The turmoil unfolding across the globe is largely absent at home. The advent of hydraulic fracturing and horizontal drilling has turned the U.S. into one of the largest oil and gas producers in the world. Countries in Asia rely on the Middle East for around a quarter of their oil supplies and a fifth of their natural gas. While they’re competing with Europe for limited liquefied natural gas cargoes, U.S. natural gas prices Wednesday hit a six-month low.
The U.S. is the country best insulated to the global oil and gas shocks now transforming the world, said Rory Johnston, an oil analyst who writes the newsletter “Commodity Context.”
“The best thing to do right now is to sit pretty and say this is gonna suck, but we are in the best relative position in the world, particularly of major oil consuming regions, to handle this,” he said.
The U.S. is not entirely immune to the economic fallout of the war. Prices at the gasoline pump have climbed steadily since the conflict began and now average slightly more than $4 a gallon nationally. Democrats are using the war to attack Trump on his affordability policies and polls show a growing unease among a public that is mostly experiencing the war through high gas prices.
In a statement, White House spokesperson Taylor Rogers said the president’s “energy dominance” agenda put the U.S. in a position “to not rely on the free flow of oil through the Strait of Hormuz. other countries.” She argued other countries are now seeking to emulate his approach.

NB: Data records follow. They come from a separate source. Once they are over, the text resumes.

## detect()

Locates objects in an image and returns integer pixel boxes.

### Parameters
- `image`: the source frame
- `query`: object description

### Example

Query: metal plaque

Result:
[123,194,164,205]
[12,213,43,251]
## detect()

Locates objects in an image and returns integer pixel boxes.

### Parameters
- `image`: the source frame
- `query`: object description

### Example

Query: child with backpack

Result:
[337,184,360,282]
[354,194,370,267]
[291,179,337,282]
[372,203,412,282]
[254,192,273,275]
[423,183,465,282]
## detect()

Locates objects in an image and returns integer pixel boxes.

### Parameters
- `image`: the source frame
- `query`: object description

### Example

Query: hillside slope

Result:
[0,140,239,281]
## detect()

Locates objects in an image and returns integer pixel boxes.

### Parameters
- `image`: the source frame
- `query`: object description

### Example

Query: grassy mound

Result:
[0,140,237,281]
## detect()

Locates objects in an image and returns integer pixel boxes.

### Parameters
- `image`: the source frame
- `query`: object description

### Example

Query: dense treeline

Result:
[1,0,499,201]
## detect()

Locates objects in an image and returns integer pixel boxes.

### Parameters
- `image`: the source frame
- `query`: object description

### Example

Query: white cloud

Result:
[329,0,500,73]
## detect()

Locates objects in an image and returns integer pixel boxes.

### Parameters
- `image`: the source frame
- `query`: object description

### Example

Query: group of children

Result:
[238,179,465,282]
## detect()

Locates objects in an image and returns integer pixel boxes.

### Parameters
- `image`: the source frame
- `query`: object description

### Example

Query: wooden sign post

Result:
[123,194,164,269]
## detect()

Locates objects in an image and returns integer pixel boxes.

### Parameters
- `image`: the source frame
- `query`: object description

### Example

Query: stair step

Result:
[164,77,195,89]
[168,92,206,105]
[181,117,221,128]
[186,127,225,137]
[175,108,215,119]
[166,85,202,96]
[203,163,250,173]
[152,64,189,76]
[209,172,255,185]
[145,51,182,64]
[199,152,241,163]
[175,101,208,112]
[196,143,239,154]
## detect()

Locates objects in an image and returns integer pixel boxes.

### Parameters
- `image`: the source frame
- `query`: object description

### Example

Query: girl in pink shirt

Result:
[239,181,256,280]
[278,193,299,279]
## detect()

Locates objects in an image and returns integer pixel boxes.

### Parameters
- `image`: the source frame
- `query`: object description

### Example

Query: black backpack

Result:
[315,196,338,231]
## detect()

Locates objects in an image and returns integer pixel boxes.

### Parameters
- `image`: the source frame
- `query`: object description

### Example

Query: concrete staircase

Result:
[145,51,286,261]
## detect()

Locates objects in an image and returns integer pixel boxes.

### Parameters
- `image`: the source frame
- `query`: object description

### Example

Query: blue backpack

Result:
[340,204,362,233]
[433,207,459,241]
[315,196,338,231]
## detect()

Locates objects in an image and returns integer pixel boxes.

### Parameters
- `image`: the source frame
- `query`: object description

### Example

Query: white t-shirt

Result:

“If anything, the ongoing military operations have actually underscored the importance of domestically producing reliable, affordable, and secure energy,” Rogers said. “Many of our allies that have tried transitioning to intermittent and unreliable renewable energy sources have predictably failed to break their reliance on foreign oil that goes through the Strait.”
‘We have plenty’
Fossil fuels have survived conflicts before. Global oil consumption rebounded after a pair of crises in the 1970s while natural gas demand resumed growing after Russia’s 2022 invasion of Ukraine. Indeed, many countries have turned to coal to help stabilize their power systems and offset the sudden loss of LNG. South Korea plans to delay the retirement of three coal facilities. Bangladesh is ramping up coal generation while officials in Thailand and Taiwan are considering whether to reopen shuttered plants.
For many countries, cutting their fossil fuel dependence will be driven more by policy than consumers, said Susan Bell, an analyst at Rystad Energy. The conflict had not pushed the world into a recession yet, she said, despite the early actions from governments to curb consumption and harbor limited fossil fuel supplies.
But the arrival of an energy crisis, a mere four years after Russia’s invasion of Ukraine sent shock waves through global energy markets, could be enough to shake some countries’ views of the future, analysts said. Wind, solar and electric vehicles have all become cheaper and more readily available since 2022.
Countries around the world already subsidized gasoline or diesel, even before the global benchmark for crude topped the $100 a barrel, said Joseph, the Columbia researcher. But if governments shifted those subsidies towards buying additional electric vehicles or installing solar panels, “it could start to cause a significant shift in demand,” he said.
The shift will take time, but “the longer this crisis lasts, and the longer oil prices stay high, the more of an impact it will have,” Joseph said.
It is not clear how much longer that will be. In a national address Wednesday, Trump provided no off-ramp for escalation in Iran and no plan to reopen the Strait of Hormuz.
Countries that depend on the strait for supplies of oil and gas should just “take it,” Trump said. As for those struggling, he offered another suggestion: “Buy oil from the United States of America. We have plenty. We have so much.”